Nevertheless, why can you tell me that I run away?
Why don’t you change your way before you condemn me?
あなたは自分から私に話をしようとしたことがありましたか?
そうしませんでしたよね。
にもかかわらず、なぜ私が逃げたなどと言えるのでしょうか?
私を非難する前に、なぜ自分のやり方を改めようとしないのでしょうか?
と返事を送った。
その後、彼から届いたメッセージは一言
子供かぁぁ!?
あんたどんだけ人に頼ってんだ!?
「人に頼る前に自分からコミュニケーションを取る努力をしようね」と注意したらこの様である。
前回は自分の気持ちを正直に伝えなかったことで友達リストから外されたが、今回は正直に伝えて外された。
この種のメンタリティを持った人間にはどう接することが正解なのだろうか・・・
③:愚痴ばっかりで何が言いたいのかわからない
それから1年後、また別のアメリカ人男性(当時24歳、仮名:C)と知り合った。
彼も先の二人と同じく、私と会った日に友達申請をしてきた。
彼が送ってくるメッセージは「(彼が就いていた販売の)仕事がつまらない」とか、「彼の住んでいる地域にはあまり仕事がないため転職できない」だとか生活の不満を書いたものだった。
私は話を引き出すために日本の失業者数や転職の話をしてみた。
しかし彼は
I see. (なるほど。)
You are lucky. (うらやましいです。)
くらいしか答えない。
彼に「そっちの様子はどうか?」と聞いてみたが、「難しいことは分からない」と言われて、唖然としたこともあった。

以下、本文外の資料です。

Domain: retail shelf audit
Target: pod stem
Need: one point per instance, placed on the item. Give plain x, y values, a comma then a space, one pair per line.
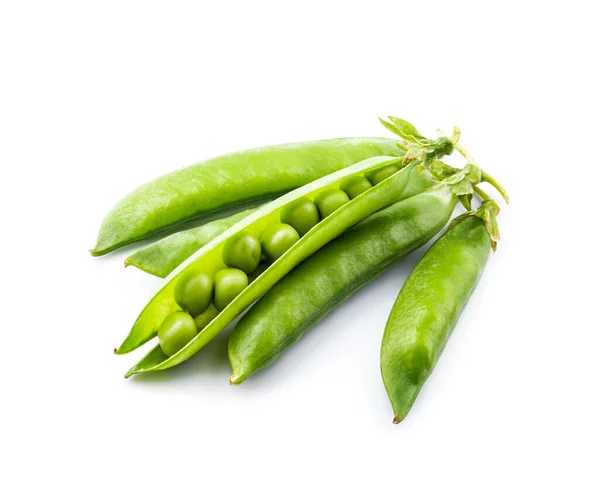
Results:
484, 176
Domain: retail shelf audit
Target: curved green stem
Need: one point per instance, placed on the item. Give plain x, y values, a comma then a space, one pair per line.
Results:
492, 181
484, 176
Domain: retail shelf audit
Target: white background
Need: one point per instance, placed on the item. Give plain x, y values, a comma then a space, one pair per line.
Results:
99, 97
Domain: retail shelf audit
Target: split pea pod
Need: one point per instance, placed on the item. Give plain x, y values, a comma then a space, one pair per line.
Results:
428, 308
331, 275
228, 181
161, 257
224, 266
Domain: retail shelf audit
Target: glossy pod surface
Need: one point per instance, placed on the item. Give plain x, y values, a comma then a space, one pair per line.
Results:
161, 257
327, 278
428, 307
226, 181
209, 258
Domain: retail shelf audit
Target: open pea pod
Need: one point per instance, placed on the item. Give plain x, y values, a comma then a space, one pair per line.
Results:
208, 259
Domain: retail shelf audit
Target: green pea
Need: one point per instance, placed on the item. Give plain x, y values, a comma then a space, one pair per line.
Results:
242, 251
355, 185
175, 332
193, 292
228, 284
378, 175
278, 239
329, 201
301, 214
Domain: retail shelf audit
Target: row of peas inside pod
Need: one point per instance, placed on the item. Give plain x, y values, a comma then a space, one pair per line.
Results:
245, 256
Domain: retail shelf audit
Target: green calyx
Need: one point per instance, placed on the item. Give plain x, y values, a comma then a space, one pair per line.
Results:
417, 147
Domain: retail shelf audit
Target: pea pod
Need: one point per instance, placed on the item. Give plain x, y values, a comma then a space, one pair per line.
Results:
428, 308
209, 259
330, 276
227, 181
161, 257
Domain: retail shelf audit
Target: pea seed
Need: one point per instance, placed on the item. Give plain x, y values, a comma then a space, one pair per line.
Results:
278, 239
229, 283
301, 214
175, 332
193, 292
242, 251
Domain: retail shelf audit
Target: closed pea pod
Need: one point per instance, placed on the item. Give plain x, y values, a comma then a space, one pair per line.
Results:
229, 181
379, 175
278, 239
209, 258
332, 274
430, 303
355, 185
302, 215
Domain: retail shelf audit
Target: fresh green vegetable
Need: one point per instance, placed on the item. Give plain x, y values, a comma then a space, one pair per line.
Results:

「あんた、自分の愚痴ばっかり言っていて、私と会話をする気はないのか?」と言いたくなったのは一度や二度ではない。
話す内容はほとんど彼の愚痴(というよりも独り言)になってきて、だんだんと会話のネタが尽きてきた。
いつもなら、このまま自然に関係は消滅するのだが、彼は私と話を続けたかったようで、頻繁にhelloというメッセージを送ってきた。
そんなある日、例によって彼の独り言に返事をしたところ、彼は私にこんなメッセージを送ってきた。
このメッセージを見た私は先の二人を思い出した。
しかし、彼はあの二人と違って、少なくとも自分の気持ちを伝えようという意思はある。
これは彼らとの大きな違いである。
でも、彼の文章はほとんどが短い独り言で、私は彼の考えがよくわからない。
そして、その話だけでは何も発展しない。
というわけで、
早川:
I hate to tell you, but your messages are too short to tell me what you think and want to say.
Would you please write enough sentence to make me see what you think?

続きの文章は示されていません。